According to a recent study, more than a third of rural Ethiopian households in the Nile River Basin have not made any adjustments to their farming practices in the face of global warming.
The study was conducted by the International Food Policy Research Institute (IFPRI) , the Center for Environmental Economics and Policy in Africa, the Ethiopian Development Research Institute, the Ethiopian Economics Association and the University of Hamburg in Germany.
“In the coming decades, climate change will have a major impact on the availability of water and food, particularly in rural areas of developing countries such as Ethiopia, where agricultural production is the major source of income and employment,” Claudia Ringler, IFPRI senior research fellow and project leader, said.
“African countries are particularly vulnerable because of their limited ability to adapt due to dependence on rain-fed agriculture, low levels of human and physical capital, poor infrastructure, and already high temperatures,” she added.
Afar, Somali, Oromiya and Tigray regions were more vulnerable compared with the Southern Nations, Nationalities and People’s State, which had greater access to technology and markets, larger irrigation potential and higher literacy rates.
“Increasing agricultural productivity by 25 percent would be much more effective in countering the negative consequences of climate change in sub-Saharan Africa – such as declines in food production – than doubling irrigated areas,” said Mark Rosegrant, director of IFPRI’s Environment and Production Technology Division.
Ethiopian farmers identified shortages of land as the single biggest constraint to adapting to climate change. This was followed by lack of information and credit as well as lack of labour, inputs, water and poor soils.

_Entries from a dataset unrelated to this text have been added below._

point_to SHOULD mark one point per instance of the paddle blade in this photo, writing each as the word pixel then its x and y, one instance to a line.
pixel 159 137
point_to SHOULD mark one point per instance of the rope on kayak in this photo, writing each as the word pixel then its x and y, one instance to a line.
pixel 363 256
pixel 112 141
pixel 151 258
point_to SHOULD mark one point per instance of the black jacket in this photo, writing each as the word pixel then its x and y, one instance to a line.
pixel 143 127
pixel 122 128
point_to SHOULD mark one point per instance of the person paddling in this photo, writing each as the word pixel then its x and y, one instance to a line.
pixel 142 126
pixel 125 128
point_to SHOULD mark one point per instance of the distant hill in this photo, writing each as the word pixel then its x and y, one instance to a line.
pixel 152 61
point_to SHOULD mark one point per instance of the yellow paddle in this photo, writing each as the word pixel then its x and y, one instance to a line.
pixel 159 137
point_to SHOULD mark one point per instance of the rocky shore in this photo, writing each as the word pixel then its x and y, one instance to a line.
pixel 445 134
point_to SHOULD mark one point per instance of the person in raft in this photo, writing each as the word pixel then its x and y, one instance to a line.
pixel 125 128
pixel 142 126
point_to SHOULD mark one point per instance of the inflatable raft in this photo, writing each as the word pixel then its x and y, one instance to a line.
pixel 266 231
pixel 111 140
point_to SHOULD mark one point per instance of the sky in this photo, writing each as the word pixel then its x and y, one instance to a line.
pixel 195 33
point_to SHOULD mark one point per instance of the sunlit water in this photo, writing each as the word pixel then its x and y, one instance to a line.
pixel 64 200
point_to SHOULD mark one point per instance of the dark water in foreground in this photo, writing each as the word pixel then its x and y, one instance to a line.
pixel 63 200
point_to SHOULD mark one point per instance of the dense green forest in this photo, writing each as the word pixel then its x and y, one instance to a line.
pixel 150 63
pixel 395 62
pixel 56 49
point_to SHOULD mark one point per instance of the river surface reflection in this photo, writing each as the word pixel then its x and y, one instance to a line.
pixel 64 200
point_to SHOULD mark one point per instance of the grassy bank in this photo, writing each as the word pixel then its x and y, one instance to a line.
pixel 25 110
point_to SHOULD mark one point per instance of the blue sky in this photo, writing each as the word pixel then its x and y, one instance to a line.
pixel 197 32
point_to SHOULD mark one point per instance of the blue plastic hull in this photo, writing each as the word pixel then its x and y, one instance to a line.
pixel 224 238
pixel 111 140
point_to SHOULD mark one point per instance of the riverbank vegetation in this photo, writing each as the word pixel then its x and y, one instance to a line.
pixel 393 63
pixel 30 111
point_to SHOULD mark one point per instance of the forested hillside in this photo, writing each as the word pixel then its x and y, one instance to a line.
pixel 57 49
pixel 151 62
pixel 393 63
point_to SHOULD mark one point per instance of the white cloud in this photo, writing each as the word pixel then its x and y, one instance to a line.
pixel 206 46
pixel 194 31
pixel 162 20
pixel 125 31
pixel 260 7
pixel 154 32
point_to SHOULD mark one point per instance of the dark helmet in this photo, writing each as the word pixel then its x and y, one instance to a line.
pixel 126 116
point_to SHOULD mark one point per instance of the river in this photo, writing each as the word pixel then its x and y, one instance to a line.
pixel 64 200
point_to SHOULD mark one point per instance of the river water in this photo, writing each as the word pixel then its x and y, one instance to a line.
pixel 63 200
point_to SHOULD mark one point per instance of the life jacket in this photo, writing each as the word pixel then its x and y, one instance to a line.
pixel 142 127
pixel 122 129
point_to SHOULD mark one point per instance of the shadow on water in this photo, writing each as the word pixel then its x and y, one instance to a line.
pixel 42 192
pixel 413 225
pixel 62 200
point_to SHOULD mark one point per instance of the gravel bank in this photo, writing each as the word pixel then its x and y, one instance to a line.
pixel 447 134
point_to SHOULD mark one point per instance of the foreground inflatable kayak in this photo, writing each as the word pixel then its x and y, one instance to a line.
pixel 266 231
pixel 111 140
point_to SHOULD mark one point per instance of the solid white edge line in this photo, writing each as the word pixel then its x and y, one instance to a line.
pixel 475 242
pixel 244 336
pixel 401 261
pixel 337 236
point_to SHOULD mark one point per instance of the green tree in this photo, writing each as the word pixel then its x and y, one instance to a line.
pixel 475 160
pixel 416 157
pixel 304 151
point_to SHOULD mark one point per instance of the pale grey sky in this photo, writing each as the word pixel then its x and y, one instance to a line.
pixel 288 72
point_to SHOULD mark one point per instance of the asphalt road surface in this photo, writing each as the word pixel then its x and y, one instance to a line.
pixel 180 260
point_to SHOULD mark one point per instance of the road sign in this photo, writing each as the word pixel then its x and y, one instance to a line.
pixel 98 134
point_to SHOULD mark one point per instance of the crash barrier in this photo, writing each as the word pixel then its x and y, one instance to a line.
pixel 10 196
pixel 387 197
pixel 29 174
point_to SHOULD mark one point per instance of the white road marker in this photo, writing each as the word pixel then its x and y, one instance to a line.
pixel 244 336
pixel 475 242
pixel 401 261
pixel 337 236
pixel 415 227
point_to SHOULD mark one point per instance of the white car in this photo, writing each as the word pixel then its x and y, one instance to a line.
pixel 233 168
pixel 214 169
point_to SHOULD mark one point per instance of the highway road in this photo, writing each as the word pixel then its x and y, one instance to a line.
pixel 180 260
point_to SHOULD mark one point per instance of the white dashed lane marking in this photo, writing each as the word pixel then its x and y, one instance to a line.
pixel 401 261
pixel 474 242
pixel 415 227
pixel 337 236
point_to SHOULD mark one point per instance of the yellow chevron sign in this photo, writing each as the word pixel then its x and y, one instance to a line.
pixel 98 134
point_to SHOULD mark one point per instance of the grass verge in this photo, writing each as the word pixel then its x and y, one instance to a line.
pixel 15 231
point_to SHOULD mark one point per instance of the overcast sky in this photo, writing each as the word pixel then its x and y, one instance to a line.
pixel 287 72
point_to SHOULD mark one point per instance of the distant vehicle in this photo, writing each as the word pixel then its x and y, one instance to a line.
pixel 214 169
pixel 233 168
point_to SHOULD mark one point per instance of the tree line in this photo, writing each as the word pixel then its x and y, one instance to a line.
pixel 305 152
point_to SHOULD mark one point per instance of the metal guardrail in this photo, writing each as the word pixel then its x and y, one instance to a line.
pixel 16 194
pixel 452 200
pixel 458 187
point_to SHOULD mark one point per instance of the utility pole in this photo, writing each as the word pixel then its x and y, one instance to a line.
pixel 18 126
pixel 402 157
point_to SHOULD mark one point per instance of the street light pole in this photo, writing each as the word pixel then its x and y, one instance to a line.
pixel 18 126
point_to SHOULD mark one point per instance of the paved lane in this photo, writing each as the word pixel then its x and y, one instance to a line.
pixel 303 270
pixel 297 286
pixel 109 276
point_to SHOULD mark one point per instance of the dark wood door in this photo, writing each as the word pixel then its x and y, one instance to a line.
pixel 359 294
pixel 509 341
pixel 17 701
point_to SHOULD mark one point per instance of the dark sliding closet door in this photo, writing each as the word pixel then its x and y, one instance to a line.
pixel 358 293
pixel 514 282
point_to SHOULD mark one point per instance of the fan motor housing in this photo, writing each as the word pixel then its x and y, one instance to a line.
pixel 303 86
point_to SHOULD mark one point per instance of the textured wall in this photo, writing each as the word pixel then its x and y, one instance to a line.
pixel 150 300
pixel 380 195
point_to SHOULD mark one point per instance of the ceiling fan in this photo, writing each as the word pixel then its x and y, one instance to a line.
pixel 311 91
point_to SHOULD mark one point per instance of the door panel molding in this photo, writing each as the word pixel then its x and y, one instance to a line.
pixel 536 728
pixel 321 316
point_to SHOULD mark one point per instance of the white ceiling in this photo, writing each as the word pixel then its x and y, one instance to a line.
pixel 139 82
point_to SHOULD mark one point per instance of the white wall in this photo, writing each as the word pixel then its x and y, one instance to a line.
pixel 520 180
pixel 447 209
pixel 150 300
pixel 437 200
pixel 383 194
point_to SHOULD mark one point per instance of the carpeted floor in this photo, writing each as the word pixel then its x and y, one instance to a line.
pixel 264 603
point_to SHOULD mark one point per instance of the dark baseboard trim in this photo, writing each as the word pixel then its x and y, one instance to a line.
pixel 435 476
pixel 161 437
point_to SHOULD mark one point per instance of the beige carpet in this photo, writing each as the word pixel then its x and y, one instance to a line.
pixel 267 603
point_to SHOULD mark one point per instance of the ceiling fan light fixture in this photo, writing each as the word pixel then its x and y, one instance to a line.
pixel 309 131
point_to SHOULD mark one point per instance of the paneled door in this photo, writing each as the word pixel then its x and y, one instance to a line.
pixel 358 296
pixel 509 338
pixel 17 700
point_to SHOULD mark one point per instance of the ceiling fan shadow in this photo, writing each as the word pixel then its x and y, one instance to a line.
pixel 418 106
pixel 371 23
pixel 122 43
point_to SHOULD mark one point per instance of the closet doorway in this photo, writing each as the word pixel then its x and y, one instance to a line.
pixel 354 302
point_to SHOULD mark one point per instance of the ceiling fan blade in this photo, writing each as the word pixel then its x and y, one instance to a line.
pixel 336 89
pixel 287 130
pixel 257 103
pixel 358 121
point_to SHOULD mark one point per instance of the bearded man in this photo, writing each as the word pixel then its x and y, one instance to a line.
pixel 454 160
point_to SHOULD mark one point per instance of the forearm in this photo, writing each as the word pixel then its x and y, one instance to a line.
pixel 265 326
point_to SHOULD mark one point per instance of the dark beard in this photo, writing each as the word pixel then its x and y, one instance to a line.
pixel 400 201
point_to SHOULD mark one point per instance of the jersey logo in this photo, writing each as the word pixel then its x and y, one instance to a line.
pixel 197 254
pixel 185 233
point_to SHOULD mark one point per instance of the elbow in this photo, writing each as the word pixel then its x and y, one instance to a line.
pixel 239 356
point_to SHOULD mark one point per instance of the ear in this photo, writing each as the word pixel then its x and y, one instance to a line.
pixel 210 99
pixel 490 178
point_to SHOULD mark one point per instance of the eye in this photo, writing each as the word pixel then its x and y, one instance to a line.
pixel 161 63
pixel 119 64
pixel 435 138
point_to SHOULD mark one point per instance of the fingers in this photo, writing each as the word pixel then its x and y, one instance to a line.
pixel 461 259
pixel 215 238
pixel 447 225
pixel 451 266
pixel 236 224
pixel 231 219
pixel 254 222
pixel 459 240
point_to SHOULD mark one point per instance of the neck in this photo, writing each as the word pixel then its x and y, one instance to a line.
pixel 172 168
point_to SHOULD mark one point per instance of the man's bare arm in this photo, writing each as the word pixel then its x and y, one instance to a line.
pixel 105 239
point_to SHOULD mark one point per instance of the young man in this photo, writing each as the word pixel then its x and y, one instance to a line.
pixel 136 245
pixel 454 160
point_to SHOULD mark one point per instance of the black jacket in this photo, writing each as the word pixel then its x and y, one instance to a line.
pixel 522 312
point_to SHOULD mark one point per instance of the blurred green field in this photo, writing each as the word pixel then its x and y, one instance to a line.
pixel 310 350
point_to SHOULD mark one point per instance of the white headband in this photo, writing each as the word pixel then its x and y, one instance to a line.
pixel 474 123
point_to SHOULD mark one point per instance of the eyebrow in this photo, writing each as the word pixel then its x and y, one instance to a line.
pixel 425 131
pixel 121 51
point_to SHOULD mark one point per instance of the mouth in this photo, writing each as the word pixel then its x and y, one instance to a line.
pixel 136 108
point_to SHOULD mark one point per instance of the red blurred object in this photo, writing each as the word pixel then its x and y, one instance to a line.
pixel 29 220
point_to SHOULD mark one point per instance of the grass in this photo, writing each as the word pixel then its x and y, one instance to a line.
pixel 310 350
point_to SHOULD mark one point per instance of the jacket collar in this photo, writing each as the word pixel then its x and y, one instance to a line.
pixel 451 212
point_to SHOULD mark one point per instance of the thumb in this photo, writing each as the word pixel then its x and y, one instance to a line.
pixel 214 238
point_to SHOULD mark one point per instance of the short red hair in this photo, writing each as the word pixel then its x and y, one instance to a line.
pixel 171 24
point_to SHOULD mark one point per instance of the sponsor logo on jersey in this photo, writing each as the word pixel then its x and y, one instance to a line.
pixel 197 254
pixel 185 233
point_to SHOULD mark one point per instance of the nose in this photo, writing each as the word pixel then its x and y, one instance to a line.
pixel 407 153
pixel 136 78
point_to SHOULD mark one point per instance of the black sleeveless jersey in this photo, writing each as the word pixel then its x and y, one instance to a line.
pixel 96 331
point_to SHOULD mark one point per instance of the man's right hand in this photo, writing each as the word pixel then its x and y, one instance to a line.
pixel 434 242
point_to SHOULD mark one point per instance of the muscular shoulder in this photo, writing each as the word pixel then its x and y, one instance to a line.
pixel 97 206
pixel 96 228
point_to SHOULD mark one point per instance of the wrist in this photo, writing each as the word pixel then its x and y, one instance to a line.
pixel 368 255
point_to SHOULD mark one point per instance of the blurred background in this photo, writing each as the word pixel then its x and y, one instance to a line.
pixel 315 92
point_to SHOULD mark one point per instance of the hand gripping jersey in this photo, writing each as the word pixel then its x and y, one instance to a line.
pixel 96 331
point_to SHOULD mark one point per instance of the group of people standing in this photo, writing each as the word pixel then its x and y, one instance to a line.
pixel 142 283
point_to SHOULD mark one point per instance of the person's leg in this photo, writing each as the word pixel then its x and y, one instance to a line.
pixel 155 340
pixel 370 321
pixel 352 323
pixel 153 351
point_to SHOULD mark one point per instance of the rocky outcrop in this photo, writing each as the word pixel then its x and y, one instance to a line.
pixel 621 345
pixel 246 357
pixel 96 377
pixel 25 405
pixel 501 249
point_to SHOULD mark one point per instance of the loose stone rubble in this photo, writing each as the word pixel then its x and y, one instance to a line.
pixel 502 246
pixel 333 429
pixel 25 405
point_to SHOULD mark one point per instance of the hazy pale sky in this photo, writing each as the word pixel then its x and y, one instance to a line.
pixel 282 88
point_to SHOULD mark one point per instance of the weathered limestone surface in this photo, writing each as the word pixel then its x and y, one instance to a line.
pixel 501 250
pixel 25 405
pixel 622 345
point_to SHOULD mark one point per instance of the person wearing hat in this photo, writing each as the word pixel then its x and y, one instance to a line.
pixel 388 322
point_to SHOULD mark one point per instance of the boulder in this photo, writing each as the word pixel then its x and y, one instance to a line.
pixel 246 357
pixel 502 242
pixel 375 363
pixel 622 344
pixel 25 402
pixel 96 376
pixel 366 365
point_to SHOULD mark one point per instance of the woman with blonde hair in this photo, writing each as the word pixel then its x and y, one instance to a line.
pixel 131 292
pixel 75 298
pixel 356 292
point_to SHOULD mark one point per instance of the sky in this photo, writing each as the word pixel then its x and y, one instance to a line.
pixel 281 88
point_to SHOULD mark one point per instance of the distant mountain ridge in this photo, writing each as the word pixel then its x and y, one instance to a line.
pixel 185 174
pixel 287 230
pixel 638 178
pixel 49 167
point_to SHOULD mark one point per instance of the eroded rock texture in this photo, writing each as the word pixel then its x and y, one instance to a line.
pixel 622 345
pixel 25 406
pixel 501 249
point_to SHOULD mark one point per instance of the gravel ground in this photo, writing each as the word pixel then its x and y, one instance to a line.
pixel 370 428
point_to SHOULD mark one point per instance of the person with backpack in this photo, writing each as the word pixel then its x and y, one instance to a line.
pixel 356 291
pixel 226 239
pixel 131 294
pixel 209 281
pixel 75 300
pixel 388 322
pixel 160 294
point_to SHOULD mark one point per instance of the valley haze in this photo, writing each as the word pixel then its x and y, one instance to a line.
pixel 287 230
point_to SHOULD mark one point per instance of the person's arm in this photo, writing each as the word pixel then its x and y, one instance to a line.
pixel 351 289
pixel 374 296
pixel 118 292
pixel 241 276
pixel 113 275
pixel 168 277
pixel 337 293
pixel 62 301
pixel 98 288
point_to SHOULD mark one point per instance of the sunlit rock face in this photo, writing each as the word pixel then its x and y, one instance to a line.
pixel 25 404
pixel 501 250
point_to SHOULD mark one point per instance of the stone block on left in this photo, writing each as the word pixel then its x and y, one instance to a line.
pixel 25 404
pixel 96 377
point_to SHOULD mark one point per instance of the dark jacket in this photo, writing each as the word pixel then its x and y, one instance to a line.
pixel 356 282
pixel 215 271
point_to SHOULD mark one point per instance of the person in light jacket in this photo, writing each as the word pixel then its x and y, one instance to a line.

“Nearly half of Ethiopia is mountainous,” Tewolde Berhan Gebre Egziabher, head of the Federal Environmental Protection Agency, told the conference. “Ninety percent of us live on these mountains and since our presence changes the delicate components of the environment into vulnerability, our land has been degrading fast, and our lives with it.”
According to the government, more than six million Ethiopians require emergency food assistance because of drought and rising food prices.
In June 2008, the government and its humanitarian partners appealed for US$325.2 million to address food and non-food resource requirements.